Statue-of-libertyAs an American – as a Muslim American – I want our country to be safe. I also want our country to live up to its values. A sweeping ban on the entry of Muslims into our country does not make us secure, and contradicts the abiding aspirations of our republic.

Of course, America should be kept safe from terrorism. I grew up in Karachi: I have directly witnessed the destruction inflicted by terrorists who justify their actions in the name of Islam. I know the innocents they have assassinated, including friends of mine, the families wrecked. I have seen the progress of an entire society hampered by a tiny but organized, violent, and fanatical minority.

But though we need vigorous policies to counter Islamist terrorists, these policies should not target the entire populations of entire countries. Such policies are not only ineffective, they are counterproductive and feed the falsehoods that terrorists peddle. Terrorists claim that Islam and the West are inherently at odds, and that there can be no peace between Muslims and non-Muslims. Peaceful and prosperous Muslim communities in the West are the clearest refutation of this false propaganda.

Yet the strongest reason to be critical of the Muslim Ban is not because it plays into the hands of the terrorists. The fact is that such policies are contrary to the best ideals of our American republic. Terrorists cannot destroy our republic, but they won't need to if we diverge from our principles. We do not impose religious tests in the United States of America. We do not discriminate against people on the basis of their background, their national origin, their ethnicity, their sexual orientation, their gender, or anything else. We do not subscribe to the notion of collective guilt: we do not punish innocent individuals for the sins or crimes of others. We judge individuals on their merits, and afford all the opportunity to pursue their dreams.

Our striving to achieve these ideals makes the concept of "American exceptionalism" something more than a self deceiving myth or trite marketing catch phrase. Of course, we have often not lived up to these ideals. Yet that does not lessen the nobility or distinctiveness of the aspiration. Over the years, we have steadily expanded the rights of all the people in our union. These moral advances have been achieved after an enormous amount of work by many people over many years; they are precious; and they benefit all of us. We should not stop now.

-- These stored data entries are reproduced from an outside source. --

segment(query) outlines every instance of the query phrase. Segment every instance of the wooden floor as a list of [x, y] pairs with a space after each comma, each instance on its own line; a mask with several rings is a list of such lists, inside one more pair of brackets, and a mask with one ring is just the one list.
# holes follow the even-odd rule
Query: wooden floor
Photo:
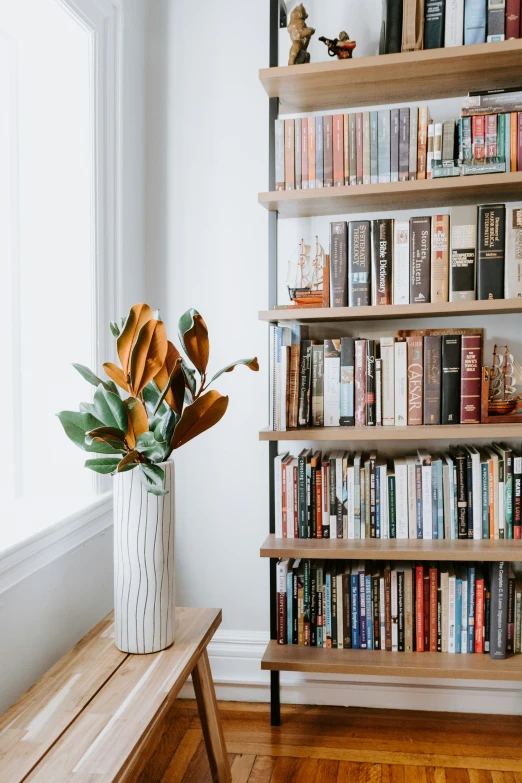
[[[522, 717], [220, 702], [233, 783], [522, 783]], [[212, 783], [193, 701], [177, 701], [137, 783]]]

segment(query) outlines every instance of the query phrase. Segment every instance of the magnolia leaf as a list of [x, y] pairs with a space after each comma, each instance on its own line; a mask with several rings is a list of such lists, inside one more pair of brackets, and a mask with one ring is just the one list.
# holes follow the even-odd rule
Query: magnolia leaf
[[[96, 410], [94, 408], [94, 405], [92, 402], [81, 402], [80, 403], [80, 411], [81, 413], [90, 413], [91, 416], [93, 416], [95, 419], [96, 417]], [[101, 421], [99, 422], [101, 425]]]
[[121, 473], [122, 470], [124, 470], [128, 465], [131, 465], [132, 463], [136, 464], [138, 459], [138, 451], [129, 451], [129, 453], [126, 454], [120, 462], [118, 462], [118, 473]]
[[154, 318], [152, 310], [147, 304], [137, 304], [131, 307], [125, 326], [118, 337], [116, 343], [118, 348], [118, 356], [120, 357], [121, 366], [125, 377], [129, 375], [129, 365], [132, 348], [137, 340], [138, 334], [144, 324], [147, 321], [151, 321]]
[[203, 317], [194, 308], [187, 310], [179, 319], [178, 331], [188, 358], [199, 373], [204, 373], [207, 369], [210, 346], [208, 329]]
[[168, 491], [163, 489], [164, 471], [159, 465], [140, 465], [140, 472], [147, 491], [153, 495], [168, 495]]
[[[160, 407], [161, 403], [164, 400], [165, 400], [165, 402], [167, 403], [167, 405], [170, 408], [174, 408], [175, 407], [176, 401], [175, 401], [175, 397], [174, 397], [174, 394], [172, 393], [171, 388], [172, 388], [172, 384], [174, 383], [174, 378], [177, 377], [178, 375], [179, 375], [179, 377], [181, 379], [181, 393], [182, 393], [181, 407], [183, 407], [183, 397], [185, 396], [185, 379], [184, 379], [183, 373], [181, 371], [181, 356], [180, 356], [178, 359], [176, 359], [176, 361], [174, 363], [174, 367], [172, 368], [172, 371], [171, 371], [171, 373], [169, 375], [167, 384], [166, 384], [165, 388], [163, 389], [163, 393], [162, 393], [161, 397], [158, 400], [156, 408], [154, 409], [154, 413], [155, 414], [158, 412], [158, 408]], [[179, 388], [180, 388], [179, 381], [176, 383], [176, 388], [178, 390], [177, 401], [179, 403]], [[169, 392], [170, 392], [170, 397], [172, 398], [172, 404], [169, 403], [168, 400], [167, 400], [167, 395], [168, 395]], [[176, 408], [176, 410], [179, 412], [179, 408]]]
[[228, 397], [217, 391], [208, 391], [188, 405], [181, 415], [170, 442], [171, 450], [179, 449], [189, 440], [213, 427], [224, 416]]
[[103, 369], [109, 378], [117, 383], [121, 389], [129, 391], [129, 384], [127, 383], [127, 378], [121, 367], [118, 367], [117, 364], [113, 364], [112, 362], [105, 362]]
[[[169, 340], [167, 342], [167, 355], [165, 357], [163, 367], [160, 369], [157, 375], [154, 376], [154, 382], [161, 392], [164, 391], [165, 387], [168, 386], [169, 377], [172, 373], [174, 365], [176, 364], [176, 360], [180, 358], [181, 357], [178, 349]], [[167, 405], [172, 408], [174, 406], [174, 397], [170, 389], [168, 390], [165, 399]]]
[[136, 438], [135, 448], [151, 462], [163, 462], [167, 444], [165, 442], [159, 443], [154, 437], [154, 433], [148, 431]]
[[130, 385], [137, 397], [162, 368], [167, 355], [163, 321], [148, 321], [138, 334], [130, 359]]
[[196, 371], [193, 370], [192, 367], [189, 367], [185, 361], [182, 361], [181, 369], [183, 370], [183, 375], [185, 376], [185, 386], [188, 391], [185, 399], [187, 399], [188, 403], [190, 404], [196, 394]]
[[116, 323], [116, 321], [111, 321], [109, 324], [109, 329], [112, 332], [113, 337], [119, 337], [120, 336], [120, 327]]
[[168, 413], [161, 419], [161, 440], [165, 441], [167, 444], [170, 444], [170, 441], [172, 440], [174, 429], [179, 419], [180, 417], [177, 413], [174, 413], [170, 408]]
[[62, 411], [58, 413], [58, 418], [65, 430], [67, 437], [72, 442], [83, 449], [83, 451], [95, 452], [98, 454], [118, 454], [121, 448], [112, 448], [106, 443], [93, 443], [88, 433], [99, 427], [100, 422], [89, 412], [80, 411]]
[[138, 400], [136, 397], [128, 397], [125, 400], [125, 407], [129, 413], [132, 429], [134, 430], [136, 438], [143, 435], [144, 432], [148, 432], [149, 419], [142, 401]]
[[127, 409], [117, 394], [98, 386], [94, 393], [94, 409], [106, 427], [127, 431]]
[[87, 435], [92, 438], [104, 438], [105, 440], [116, 440], [123, 443], [125, 440], [125, 433], [119, 430], [117, 427], [96, 427], [91, 430]]
[[101, 459], [85, 460], [85, 467], [96, 473], [114, 473], [118, 468], [119, 457], [102, 457]]
[[234, 367], [237, 367], [238, 364], [244, 364], [246, 367], [248, 367], [249, 370], [253, 370], [254, 372], [257, 372], [259, 370], [259, 362], [257, 361], [257, 356], [254, 356], [253, 359], [238, 359], [237, 362], [232, 362], [232, 364], [227, 364], [226, 367], [223, 367], [222, 370], [217, 372], [210, 383], [214, 383], [216, 378], [219, 378], [220, 375], [223, 375], [225, 372], [232, 372]]
[[99, 386], [101, 383], [104, 389], [107, 389], [107, 391], [112, 391], [110, 386], [105, 381], [102, 381], [101, 378], [98, 378], [98, 376], [95, 375], [92, 370], [89, 370], [88, 367], [85, 367], [84, 364], [73, 363], [73, 367], [80, 373], [82, 378], [85, 378], [88, 383], [91, 383], [93, 386]]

The Muslim Ban is just one part of a wide collection of attitudes, policies, and programs being advanced today that should concern us all. The prospect that the rights of women, of gays, of minorities, of the impoverished, vulnerable and dispossessed, of all Americans, might be jeopardized are as real as they have ever been. These initiatives contradict the spirit of America and seek to roll back the real moral advances of our country.

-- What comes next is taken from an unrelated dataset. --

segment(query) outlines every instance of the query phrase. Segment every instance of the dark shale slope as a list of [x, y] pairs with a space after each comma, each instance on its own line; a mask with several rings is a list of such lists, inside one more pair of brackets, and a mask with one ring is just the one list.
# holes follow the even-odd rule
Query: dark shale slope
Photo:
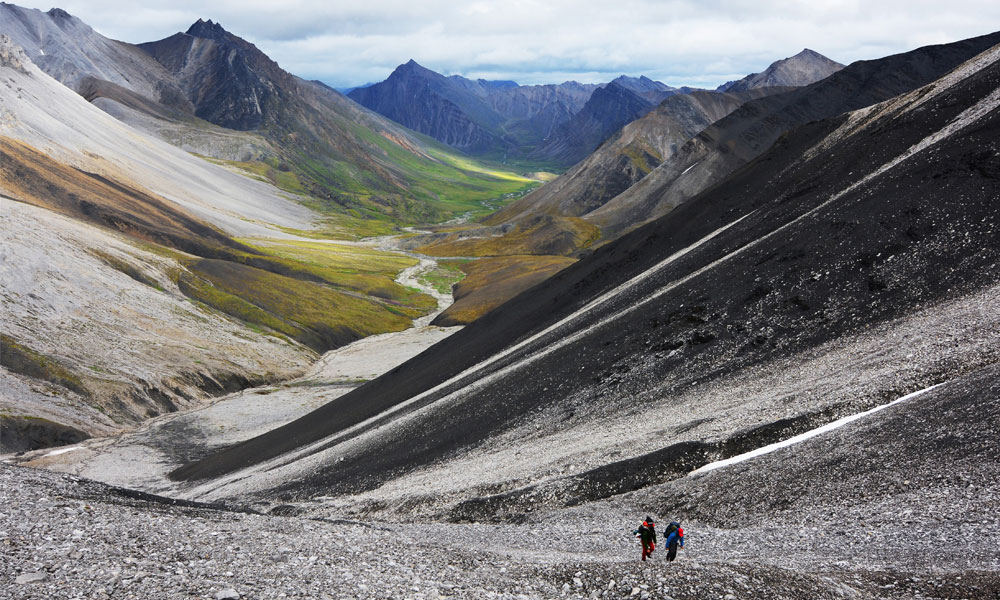
[[[668, 405], [698, 382], [793, 360], [991, 289], [1000, 260], [998, 58], [992, 48], [929, 86], [789, 132], [725, 182], [387, 375], [173, 476], [219, 477], [325, 440], [339, 449], [336, 461], [260, 492], [372, 490], [525, 423], [542, 437], [571, 425], [598, 431], [605, 419]], [[976, 360], [990, 360], [984, 352]], [[943, 360], [899, 385], [967, 368]], [[746, 445], [906, 391], [876, 389], [818, 412], [791, 396], [783, 410], [792, 420], [773, 416], [760, 424], [767, 435]], [[670, 443], [685, 442], [678, 432]]]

I don't want an America in which women don't have the right to choose. I don't want an America in which gays are demonized and prevented from exercising their civil rights. I don't want an America in which any ethnicity or race – black, brown, white, or whatever– is judged on the basis of vicious stereotypes. There should be no place for anti-semitism, misogyny, racism, and xenophobia in America.

I am heartened to see that so many Americans feel the same way. In recent days, we have seen an enormous number of people participate in peaceful marches in support of vital principles. We have seen an outpouring of direct engagement with our elected representatives. We have seen targeted legal action against fundamentally flawed and pernicious executive policies. We have seen concerted media advocacy in support of those who are most vulnerable in our society. In one sense the real story of the last few weeks has been that the spirit of civic engagement in our country remains much stronger than many imagined.

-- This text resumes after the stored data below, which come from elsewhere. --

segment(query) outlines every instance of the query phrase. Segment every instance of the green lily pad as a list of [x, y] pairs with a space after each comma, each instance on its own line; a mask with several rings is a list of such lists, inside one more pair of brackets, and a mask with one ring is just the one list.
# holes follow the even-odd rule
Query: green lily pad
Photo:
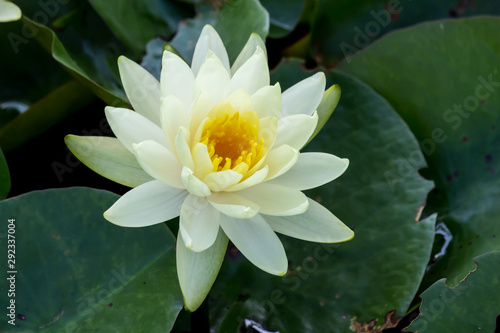
[[[232, 64], [252, 33], [265, 39], [269, 32], [269, 14], [258, 0], [228, 0], [212, 4], [200, 3], [197, 15], [180, 25], [171, 44], [191, 63], [196, 41], [206, 24], [219, 33]], [[238, 27], [235, 30], [235, 27]]]
[[0, 149], [0, 200], [4, 199], [10, 191], [9, 166]]
[[[439, 21], [395, 32], [343, 62], [384, 96], [417, 137], [430, 197], [453, 237], [426, 285], [457, 284], [472, 258], [500, 250], [500, 19]], [[412, 151], [402, 155], [411, 165]], [[405, 184], [396, 175], [395, 182]]]
[[422, 21], [485, 14], [500, 14], [495, 0], [320, 0], [312, 21], [311, 45], [316, 59], [332, 67], [389, 31]]
[[[311, 75], [299, 61], [281, 67], [284, 89]], [[339, 179], [307, 194], [356, 235], [342, 244], [280, 237], [289, 258], [283, 278], [260, 271], [230, 250], [210, 293], [214, 326], [222, 322], [219, 332], [226, 332], [224, 327], [238, 332], [245, 318], [269, 331], [292, 333], [348, 332], [355, 322], [372, 319], [374, 326], [388, 327], [386, 316], [392, 310], [395, 317], [404, 316], [415, 297], [434, 239], [434, 217], [416, 219], [432, 185], [411, 170], [404, 184], [391, 188], [386, 175], [398, 172], [400, 156], [419, 152], [418, 144], [371, 88], [339, 73], [327, 75], [327, 81], [339, 84], [343, 95], [334, 117], [306, 150], [349, 158], [350, 165]], [[423, 167], [420, 152], [417, 157]], [[239, 300], [250, 303], [237, 305]], [[229, 306], [236, 308], [226, 314]]]
[[136, 55], [153, 37], [170, 39], [179, 22], [192, 15], [181, 1], [90, 0], [90, 4]]
[[[493, 332], [500, 314], [500, 252], [474, 258], [476, 269], [455, 288], [444, 279], [420, 297], [420, 315], [411, 332]], [[497, 327], [498, 330], [498, 327]], [[497, 331], [495, 331], [497, 332]]]
[[[16, 273], [6, 273], [16, 281], [17, 327], [9, 332], [170, 330], [183, 306], [175, 238], [164, 225], [127, 229], [105, 221], [103, 211], [117, 199], [107, 191], [70, 188], [0, 202], [0, 251], [7, 258], [8, 240], [16, 250], [9, 268]], [[7, 219], [15, 220], [12, 227]], [[7, 239], [7, 228], [15, 238]], [[13, 299], [7, 291], [2, 284], [2, 304]]]

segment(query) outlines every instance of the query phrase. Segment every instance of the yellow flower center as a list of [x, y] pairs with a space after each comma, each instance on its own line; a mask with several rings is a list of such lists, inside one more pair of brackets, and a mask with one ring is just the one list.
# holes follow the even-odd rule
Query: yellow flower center
[[232, 169], [246, 174], [264, 155], [259, 138], [259, 117], [254, 111], [238, 112], [231, 104], [216, 106], [203, 126], [200, 142], [212, 160], [213, 172]]

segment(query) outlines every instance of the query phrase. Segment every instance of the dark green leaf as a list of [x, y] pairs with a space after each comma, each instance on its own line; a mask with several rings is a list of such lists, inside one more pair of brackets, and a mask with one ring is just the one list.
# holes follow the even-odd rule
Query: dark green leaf
[[444, 279], [434, 283], [420, 297], [420, 316], [407, 328], [418, 333], [497, 332], [500, 314], [500, 252], [474, 258], [475, 271], [455, 288]]
[[[472, 258], [500, 250], [498, 29], [500, 19], [486, 17], [422, 24], [339, 67], [382, 94], [425, 153], [432, 205], [453, 236], [427, 285], [442, 277], [457, 284], [474, 269]], [[412, 153], [402, 157], [411, 162]]]
[[498, 15], [500, 6], [495, 0], [320, 0], [316, 13], [311, 45], [316, 59], [331, 67], [388, 31], [448, 17]]
[[269, 12], [269, 37], [281, 38], [295, 29], [304, 10], [305, 0], [261, 0]]
[[23, 37], [22, 23], [0, 24], [0, 127], [70, 80], [38, 43]]
[[31, 38], [35, 38], [71, 75], [106, 103], [126, 105], [116, 65], [124, 50], [95, 13], [80, 10], [74, 15], [72, 24], [59, 32], [64, 44], [51, 29], [27, 16], [23, 16], [22, 23], [23, 29], [34, 32]]
[[[281, 66], [281, 73], [288, 73], [280, 78], [284, 89], [309, 75], [298, 61]], [[334, 116], [306, 148], [349, 158], [350, 165], [339, 179], [308, 195], [356, 235], [343, 244], [281, 237], [290, 262], [284, 278], [270, 276], [230, 251], [210, 294], [212, 315], [222, 320], [226, 307], [239, 299], [249, 299], [251, 306], [231, 310], [234, 317], [228, 313], [224, 327], [238, 327], [244, 318], [263, 321], [270, 331], [291, 333], [348, 332], [352, 321], [371, 319], [381, 326], [391, 310], [396, 317], [405, 314], [420, 284], [434, 218], [415, 221], [432, 187], [417, 173], [424, 165], [417, 142], [368, 86], [338, 73], [327, 77], [329, 84], [342, 87], [343, 95]], [[409, 151], [417, 152], [418, 161], [405, 169], [405, 182], [394, 186], [391, 177], [406, 167], [401, 156]]]
[[90, 0], [111, 30], [136, 55], [156, 36], [170, 39], [191, 11], [180, 1]]
[[[175, 239], [164, 225], [127, 229], [105, 221], [103, 211], [117, 198], [70, 188], [0, 202], [4, 258], [7, 219], [15, 219], [9, 270], [17, 273], [7, 273], [16, 280], [15, 331], [170, 330], [183, 305]], [[10, 299], [4, 283], [0, 300]]]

Of course, we should have no illusions that the road ahead is easy. There will need to be a lot more of this type of civic activity. To be the citizen of a republic means something more than showing up once every 2 or 4 years to vote. It means participating actively in local organizations, pushing our elected representatives to do the right thing, and improving the quality of our representatives over time. It means defending our civil liberties and fighting for our beliefs. I am grateful to live in a country where we can still exercise these rights, and together, struggle for a better world.